Effective ways to prevent farm equipment theft from happening

Effective ways to prevent farm equipment theft from happening

Owning and running a farm is expensive. Apart from the production, you need to ensure you have the correct equipment to deliver on your objectives. And over and above the equipment startup and maintenance costs, you need to ensure that your farming tools and machinery are kept safe.

Protecting your farm’s livelihood needs to form part of your business plan. These units are long-term investments, and therefore should be treated as such. After a long day’s work, your workers should pack away your equipment and tools with respect, and make use of the correct precautions to avoid putting your resources at risk throughout the night. Knowing that you have a strategic plan in place where you don’t necessarily need to be there every single day to watch equipment being packed away will allow you, as the business owner, to take time off the farm should you need to. Of course, you will need to ensure that your equipment and machinery is insured for further protection in the event of units going missing.

Here are a few tips to consider when protecting your items from theft or vandalism:

  • Take stock and tag all of your items

Be it as small as a tool’s batteries to the wheels of your tractor, it’s important to take stock. And while you’re at it, tag each item with a permanent number that can be recorded for a particular product.

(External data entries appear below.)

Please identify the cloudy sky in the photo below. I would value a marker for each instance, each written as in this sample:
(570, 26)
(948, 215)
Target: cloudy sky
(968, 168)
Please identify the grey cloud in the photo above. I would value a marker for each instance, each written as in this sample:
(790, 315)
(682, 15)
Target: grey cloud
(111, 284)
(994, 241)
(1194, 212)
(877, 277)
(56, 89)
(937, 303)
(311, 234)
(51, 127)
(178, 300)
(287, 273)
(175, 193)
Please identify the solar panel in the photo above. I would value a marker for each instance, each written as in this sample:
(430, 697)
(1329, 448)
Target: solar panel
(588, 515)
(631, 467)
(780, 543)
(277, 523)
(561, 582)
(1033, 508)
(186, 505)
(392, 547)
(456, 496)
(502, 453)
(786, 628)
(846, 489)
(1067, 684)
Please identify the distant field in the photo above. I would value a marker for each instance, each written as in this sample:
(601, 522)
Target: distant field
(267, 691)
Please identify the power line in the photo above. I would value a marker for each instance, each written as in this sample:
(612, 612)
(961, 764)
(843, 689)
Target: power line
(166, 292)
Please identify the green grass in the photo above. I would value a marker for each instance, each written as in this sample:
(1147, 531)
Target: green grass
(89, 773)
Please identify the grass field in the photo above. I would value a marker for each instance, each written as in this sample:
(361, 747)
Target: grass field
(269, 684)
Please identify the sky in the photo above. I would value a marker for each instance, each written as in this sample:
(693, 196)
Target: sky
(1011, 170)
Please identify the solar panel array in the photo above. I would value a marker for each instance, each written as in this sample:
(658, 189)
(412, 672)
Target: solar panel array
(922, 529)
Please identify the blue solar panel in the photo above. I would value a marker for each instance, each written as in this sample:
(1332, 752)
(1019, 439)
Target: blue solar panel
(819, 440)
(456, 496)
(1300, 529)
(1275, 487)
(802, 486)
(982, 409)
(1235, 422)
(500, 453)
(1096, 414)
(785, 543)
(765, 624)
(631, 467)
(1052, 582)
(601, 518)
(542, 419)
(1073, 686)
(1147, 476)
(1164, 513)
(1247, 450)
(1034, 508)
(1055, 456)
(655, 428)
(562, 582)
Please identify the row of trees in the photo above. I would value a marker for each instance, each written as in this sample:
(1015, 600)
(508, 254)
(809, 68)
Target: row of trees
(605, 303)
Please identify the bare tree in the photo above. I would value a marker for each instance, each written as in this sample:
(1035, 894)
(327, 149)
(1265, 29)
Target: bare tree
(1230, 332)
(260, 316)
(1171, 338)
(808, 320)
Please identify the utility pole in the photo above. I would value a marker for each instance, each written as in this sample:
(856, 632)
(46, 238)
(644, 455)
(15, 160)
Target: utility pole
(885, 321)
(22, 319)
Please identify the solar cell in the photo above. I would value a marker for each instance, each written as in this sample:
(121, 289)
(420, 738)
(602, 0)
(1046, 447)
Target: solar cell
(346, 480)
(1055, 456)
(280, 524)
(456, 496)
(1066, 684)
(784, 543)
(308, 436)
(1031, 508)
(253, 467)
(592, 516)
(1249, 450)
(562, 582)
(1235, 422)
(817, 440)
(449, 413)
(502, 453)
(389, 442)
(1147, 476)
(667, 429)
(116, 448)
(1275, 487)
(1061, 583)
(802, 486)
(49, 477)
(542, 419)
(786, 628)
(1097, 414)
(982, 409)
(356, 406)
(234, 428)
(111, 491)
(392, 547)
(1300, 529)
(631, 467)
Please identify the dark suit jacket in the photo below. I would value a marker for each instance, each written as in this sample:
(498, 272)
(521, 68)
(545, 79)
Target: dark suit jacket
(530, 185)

This way, your farm workers are aware of what each unit should entail, and if not, they should know to alert you about the issue immediately. You should also give your workers a list to work with so that they are also aware of what should be monitored. Every morning, when they unpack your units for the day, they should check to see that everything is on track, as well as in the evening when they close up. For example, make a list of the assets and farming implements used to connect to tillage equipment and rock removal equipment before you begin pasture maintenance. Keep your own, personal list in a separate place for safekeeping and in the event that workers misplace theirs.

  • Use cameras and put technology to work for you

CCTV surveillance cameras are not enough to keep your equipment safe. Pair your cameras with several other security systems such as keyless-ignition devices, GPS trackers and, of course, artificial intelligence (AI) units such as drones. Drones can act as your 24-hour security solution because they give you real-time reports and take photographs or videos of your premises whenever you request them. You can also use drones for production reasons, monitoring your workers on-site and the farmlands themselves.

Be sure to store your security in hidden places. Thieves are clever, and they’re aware of standard security systems such as cameras. They will likely look for cameras (or become familiar with your layout) before they proceed, so make sure you have various systems in place to alert you of unusual movements.

  • Don’t forget about farm lights and security gates

Thieves prefer to do their business in the dark, which is why they will monitor and roam the area in advance before they make their move. Make sure that you light critical areas and place hidden security systems there for maximum safety. Install some motion sensor lighting and other lighting options with timers. If you’ve just bought new farm equipment or are looking for farm equipment available for sale, make sure that your shed is fully equipped with security, lighting, gating if need be, and durable door locks. Another major concern is gating. Gates which float in the air, with the bottom open, can easily be removed off of their hinges. Try to install gates which are cemented in the ground, and make sure your workers know to close and secure gates with chains and locks every evening. You need to be strict with this.

  • Support neighbourhood watch and community programmes

If your farm is close to others in the area, try to form a community where you keep each other safe. Having neighbourhood farmers watching over and protecting your farm when you’re not around and vice versa will create a safety net if something bad happens. You can always make a powerful difference in large groups, so standing together to keep your farm and neighbourhood safe will contribute to a positive movement. If there are strange movements or concerns in the neighbourhood, at least you will be able to notify each other through the neighbourhood watch programme and keep everyone informed.

Final thoughts

It’s critical to keep your equipment and farmlands safe from theft. You never know when something might happen, so be sure to train your staff and ensure everything is locked and looked after on a daily basis. Equipment and machinery for agriculture are extremely expensive, so look after your investments.